The United States economy grew slightly faster than initially estimated in the third quarter, according to revised government data released on Thursday, while corporate profits were also adjusted higher.
Gross domestic product (GDP) expanded at a revised annualised rate of 4.4% in the July–September period, up from the previously reported 4.3% pace and marking the fastest growth since the third quarter of 2023, the Commerce Department’s Bureau of Economic Analysis (BEA) said in its updated estimate.
Markets had expected GDP growth at 4.3%. The economy expanded at a 3.8% pace in the second quarter.
The modest upward revision reflected stronger exports and business investment, while imports, which subtract from GDP, were also revised higher.
Consumer spending, which accounts for more than two-thirds of U.S. economic activity, rose at a 3.5% rate in the third quarter.
However, underlying domestic demand showed some softening. Final sales to private domestic purchasers, a key measure of internal demand, increased at a 2.9% rate, revised down from the previously estimated 3.0%.
The BEA said the rise in real GDP reflected increases in consumer spending, exports, government spending and investment, while imports declined during the quarter.
“Compared to the second quarter, the acceleration in real GDP in the third quarter reflected upturns in investment, exports, and government spending, as well as an acceleration in consumer spending. Imports decreased less in the third quarter than in the second,” the BEA said.

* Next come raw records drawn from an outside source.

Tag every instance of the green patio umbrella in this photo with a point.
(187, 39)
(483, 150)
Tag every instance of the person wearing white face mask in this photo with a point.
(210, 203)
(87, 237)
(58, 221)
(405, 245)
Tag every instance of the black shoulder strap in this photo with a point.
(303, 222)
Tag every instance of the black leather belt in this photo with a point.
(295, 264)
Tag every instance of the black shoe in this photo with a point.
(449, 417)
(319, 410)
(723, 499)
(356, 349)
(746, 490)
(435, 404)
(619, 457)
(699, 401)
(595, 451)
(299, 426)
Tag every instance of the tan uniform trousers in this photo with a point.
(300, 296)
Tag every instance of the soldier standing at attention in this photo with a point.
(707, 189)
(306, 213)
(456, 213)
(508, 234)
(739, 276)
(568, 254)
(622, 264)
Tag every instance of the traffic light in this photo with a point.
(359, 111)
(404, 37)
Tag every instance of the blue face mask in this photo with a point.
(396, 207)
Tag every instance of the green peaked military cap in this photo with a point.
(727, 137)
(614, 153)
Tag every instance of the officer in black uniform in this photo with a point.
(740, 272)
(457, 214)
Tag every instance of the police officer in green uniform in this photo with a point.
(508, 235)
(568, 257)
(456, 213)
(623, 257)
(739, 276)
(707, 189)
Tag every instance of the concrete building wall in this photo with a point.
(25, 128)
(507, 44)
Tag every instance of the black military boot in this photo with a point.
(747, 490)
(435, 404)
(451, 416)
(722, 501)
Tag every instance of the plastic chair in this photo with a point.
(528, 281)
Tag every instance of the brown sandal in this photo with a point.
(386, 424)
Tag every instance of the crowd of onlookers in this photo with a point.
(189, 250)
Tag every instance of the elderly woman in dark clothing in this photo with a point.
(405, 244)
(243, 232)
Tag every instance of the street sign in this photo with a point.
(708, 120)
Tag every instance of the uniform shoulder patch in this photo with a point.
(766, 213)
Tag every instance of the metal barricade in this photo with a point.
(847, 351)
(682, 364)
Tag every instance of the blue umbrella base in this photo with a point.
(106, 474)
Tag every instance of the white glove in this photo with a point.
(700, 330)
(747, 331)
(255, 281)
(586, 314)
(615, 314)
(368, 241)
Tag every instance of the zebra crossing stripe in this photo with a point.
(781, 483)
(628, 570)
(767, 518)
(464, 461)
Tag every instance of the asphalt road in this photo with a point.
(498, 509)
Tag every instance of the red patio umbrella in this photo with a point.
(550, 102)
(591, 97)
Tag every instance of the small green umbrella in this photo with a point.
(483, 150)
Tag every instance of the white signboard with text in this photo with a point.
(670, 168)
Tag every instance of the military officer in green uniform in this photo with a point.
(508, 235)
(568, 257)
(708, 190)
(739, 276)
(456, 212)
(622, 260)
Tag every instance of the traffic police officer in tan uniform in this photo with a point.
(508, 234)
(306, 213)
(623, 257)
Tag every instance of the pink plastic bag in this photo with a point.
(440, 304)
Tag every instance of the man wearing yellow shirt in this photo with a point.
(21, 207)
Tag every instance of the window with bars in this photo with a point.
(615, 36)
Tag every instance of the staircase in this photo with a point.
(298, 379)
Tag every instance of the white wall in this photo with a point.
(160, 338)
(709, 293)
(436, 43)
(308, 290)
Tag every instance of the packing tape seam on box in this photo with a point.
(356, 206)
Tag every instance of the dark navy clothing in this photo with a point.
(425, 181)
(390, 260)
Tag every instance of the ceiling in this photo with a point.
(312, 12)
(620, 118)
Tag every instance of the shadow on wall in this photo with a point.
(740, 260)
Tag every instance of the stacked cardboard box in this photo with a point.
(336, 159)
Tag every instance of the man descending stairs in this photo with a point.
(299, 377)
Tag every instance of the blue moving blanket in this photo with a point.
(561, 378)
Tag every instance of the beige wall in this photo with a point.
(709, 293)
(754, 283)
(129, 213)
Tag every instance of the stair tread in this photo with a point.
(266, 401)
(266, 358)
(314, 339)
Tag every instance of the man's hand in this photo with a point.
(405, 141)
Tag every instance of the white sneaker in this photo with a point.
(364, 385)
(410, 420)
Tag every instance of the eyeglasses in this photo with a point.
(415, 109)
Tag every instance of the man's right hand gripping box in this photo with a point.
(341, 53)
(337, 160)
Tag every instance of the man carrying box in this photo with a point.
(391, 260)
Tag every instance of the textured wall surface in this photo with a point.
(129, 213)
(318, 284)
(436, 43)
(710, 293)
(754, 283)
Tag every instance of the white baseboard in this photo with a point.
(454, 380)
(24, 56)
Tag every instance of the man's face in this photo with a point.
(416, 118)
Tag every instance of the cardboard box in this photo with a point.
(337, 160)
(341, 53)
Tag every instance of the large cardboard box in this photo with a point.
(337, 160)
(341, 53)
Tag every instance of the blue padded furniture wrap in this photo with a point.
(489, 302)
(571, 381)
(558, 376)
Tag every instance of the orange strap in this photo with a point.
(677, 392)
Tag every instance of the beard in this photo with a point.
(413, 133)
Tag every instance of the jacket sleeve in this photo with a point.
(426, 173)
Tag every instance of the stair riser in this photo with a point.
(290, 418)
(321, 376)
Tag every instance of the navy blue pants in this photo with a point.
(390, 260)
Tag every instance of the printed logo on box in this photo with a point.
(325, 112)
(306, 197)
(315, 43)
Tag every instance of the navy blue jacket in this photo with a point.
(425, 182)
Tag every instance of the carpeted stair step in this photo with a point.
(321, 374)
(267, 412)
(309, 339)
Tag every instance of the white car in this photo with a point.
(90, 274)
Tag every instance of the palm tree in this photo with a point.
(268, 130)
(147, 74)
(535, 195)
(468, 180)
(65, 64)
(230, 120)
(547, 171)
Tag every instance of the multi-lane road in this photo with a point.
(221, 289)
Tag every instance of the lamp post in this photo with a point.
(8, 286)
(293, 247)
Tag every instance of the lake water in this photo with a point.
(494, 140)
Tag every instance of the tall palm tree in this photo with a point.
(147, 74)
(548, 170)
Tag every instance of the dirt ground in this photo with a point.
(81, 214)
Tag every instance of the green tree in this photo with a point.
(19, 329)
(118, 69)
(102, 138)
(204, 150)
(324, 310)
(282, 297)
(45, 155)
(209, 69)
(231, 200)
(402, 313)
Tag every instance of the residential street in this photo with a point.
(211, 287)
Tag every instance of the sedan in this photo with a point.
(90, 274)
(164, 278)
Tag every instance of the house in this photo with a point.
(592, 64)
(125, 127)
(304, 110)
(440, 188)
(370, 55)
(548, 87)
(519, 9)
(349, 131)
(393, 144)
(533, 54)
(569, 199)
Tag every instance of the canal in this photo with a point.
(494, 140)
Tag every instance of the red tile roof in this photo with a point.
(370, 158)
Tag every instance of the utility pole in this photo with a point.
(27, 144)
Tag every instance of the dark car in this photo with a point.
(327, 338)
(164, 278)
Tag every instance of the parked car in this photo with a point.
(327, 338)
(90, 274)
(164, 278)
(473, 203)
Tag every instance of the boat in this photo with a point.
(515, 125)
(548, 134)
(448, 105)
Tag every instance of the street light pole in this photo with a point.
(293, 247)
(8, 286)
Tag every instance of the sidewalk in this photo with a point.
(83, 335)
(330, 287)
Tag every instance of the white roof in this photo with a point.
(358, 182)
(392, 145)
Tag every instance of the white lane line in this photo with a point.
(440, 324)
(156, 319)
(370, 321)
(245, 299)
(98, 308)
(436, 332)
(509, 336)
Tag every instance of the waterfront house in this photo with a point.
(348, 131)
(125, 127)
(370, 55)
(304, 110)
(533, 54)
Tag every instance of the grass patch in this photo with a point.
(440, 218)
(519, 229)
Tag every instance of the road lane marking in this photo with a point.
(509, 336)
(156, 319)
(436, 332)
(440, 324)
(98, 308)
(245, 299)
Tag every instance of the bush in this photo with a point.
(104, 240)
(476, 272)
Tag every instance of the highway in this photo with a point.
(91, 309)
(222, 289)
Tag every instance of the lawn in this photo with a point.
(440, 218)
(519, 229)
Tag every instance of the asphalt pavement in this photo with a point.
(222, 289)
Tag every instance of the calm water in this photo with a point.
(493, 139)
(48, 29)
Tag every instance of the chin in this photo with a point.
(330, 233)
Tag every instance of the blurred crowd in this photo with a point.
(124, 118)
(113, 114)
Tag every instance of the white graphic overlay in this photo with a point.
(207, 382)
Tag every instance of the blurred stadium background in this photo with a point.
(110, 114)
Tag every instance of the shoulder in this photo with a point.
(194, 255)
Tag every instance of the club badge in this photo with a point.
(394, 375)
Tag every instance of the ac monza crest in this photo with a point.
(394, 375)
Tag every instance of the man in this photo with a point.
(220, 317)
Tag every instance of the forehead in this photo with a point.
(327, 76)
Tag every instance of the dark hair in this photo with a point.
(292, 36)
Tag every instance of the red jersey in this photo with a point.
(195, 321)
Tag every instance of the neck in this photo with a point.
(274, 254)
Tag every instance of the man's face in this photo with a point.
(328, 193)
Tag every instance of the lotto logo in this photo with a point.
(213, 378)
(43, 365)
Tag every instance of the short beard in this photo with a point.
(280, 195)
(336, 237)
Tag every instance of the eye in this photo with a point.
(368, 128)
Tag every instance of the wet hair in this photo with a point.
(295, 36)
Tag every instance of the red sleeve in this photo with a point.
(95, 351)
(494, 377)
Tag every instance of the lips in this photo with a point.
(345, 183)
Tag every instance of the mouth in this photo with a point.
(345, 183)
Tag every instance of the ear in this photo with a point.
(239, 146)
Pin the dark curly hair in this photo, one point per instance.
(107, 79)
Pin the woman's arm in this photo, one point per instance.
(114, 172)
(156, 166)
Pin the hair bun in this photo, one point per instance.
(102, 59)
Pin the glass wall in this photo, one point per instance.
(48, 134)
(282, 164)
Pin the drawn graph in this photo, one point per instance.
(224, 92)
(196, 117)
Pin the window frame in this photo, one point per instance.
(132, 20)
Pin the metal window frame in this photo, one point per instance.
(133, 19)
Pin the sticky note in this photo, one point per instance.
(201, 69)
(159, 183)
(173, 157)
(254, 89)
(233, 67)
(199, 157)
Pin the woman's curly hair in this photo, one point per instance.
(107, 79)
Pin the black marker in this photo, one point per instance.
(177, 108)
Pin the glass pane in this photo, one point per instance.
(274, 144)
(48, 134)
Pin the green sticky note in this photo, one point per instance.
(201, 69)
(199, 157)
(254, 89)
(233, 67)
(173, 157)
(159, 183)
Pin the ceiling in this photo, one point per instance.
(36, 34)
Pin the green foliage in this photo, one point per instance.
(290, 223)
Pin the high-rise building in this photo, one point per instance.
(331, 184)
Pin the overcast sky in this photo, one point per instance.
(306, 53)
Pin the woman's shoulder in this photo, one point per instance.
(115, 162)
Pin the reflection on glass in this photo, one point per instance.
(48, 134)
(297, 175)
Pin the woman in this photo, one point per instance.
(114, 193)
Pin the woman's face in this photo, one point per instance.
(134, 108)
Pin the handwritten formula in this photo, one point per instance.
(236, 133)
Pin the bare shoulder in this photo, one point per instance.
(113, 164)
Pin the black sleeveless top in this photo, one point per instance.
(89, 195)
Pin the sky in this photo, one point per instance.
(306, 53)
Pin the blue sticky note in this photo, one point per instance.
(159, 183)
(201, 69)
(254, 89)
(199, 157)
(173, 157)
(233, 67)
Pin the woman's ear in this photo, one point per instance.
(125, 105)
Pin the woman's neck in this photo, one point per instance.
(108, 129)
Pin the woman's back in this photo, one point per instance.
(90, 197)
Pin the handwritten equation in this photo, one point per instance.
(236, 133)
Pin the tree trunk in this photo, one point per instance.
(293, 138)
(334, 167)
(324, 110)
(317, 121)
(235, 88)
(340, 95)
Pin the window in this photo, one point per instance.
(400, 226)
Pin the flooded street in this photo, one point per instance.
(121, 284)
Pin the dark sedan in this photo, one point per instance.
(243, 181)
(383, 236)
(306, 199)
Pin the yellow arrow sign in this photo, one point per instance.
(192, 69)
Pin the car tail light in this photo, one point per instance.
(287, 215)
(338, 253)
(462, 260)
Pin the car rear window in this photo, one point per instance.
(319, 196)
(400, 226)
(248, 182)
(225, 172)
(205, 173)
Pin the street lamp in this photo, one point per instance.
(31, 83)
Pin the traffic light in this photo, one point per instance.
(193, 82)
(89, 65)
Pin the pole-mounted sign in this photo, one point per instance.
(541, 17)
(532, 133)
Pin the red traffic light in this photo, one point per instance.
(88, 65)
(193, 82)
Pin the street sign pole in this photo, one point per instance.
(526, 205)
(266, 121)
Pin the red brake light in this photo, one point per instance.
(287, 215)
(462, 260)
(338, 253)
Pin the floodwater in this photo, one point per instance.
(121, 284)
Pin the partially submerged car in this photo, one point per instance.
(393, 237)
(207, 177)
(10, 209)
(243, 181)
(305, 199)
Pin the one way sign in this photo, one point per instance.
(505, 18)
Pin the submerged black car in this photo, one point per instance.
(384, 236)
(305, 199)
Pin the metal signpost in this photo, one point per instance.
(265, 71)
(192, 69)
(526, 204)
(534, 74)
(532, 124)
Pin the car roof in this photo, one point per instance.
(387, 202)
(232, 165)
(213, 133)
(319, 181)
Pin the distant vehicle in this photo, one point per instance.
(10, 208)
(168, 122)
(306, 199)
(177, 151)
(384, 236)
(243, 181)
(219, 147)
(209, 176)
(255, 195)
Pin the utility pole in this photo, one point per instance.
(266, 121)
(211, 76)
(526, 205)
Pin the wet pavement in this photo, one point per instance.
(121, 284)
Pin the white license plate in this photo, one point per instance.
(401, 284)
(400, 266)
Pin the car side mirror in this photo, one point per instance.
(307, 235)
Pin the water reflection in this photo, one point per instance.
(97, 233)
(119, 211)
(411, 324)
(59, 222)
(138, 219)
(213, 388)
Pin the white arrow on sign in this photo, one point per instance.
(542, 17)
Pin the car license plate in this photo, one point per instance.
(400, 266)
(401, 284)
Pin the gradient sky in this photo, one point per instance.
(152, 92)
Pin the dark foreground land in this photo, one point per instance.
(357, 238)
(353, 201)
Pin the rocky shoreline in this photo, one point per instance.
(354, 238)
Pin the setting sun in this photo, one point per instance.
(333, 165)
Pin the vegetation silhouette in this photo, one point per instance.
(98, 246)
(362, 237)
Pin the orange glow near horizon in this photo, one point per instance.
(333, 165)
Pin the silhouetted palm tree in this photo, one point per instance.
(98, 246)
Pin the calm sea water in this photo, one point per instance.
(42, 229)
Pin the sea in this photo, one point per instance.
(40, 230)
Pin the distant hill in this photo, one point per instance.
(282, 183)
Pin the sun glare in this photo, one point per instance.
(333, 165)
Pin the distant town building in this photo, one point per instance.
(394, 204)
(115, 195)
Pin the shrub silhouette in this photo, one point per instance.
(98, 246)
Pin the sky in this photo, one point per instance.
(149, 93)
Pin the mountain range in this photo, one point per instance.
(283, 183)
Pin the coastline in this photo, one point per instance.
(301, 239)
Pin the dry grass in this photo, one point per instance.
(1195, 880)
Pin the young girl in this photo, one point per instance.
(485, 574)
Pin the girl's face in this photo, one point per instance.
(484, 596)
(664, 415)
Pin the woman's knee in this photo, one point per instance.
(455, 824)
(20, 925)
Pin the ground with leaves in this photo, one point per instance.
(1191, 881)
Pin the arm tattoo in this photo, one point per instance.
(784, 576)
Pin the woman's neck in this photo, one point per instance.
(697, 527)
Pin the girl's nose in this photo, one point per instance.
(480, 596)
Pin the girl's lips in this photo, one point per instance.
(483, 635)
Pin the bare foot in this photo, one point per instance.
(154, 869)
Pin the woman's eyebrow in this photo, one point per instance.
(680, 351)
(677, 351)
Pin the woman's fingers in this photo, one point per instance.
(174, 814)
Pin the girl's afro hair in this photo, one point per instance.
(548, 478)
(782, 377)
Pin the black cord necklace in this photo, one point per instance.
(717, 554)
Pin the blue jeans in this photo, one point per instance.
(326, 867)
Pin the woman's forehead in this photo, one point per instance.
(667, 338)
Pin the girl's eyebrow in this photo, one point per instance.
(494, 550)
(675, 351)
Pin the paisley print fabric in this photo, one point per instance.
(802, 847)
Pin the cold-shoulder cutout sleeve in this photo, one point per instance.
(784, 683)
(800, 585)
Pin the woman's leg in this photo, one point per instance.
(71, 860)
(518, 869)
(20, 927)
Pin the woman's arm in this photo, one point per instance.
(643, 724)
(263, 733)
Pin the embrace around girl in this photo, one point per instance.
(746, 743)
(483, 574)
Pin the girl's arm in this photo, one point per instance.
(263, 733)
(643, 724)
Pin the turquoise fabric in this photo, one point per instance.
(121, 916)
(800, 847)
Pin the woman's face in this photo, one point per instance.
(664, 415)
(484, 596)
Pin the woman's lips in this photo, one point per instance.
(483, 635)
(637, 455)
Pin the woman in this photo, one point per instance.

The report noted that real final sales to private domestic purchasers - which combine consumer spending and gross private fixed investment - rose 2.9% in the third quarter after being revised down by 0.1 percentage point from the previous estimate.
Data collection for the report was affected by the 43-day government shutdown that began on 1 October.
The disruption forced the BEA to delay its initial third-quarter estimate until 23 December and skip a second estimate altogether.
Economic activity has taken on what has been described as a K-shaped pattern, with higher-income households and large corporations driving growth.
A strong stock market and elevated home prices have helped shield wealthier households from inflation, while lower- and middle-income consumers face fewer options to substitute purchases.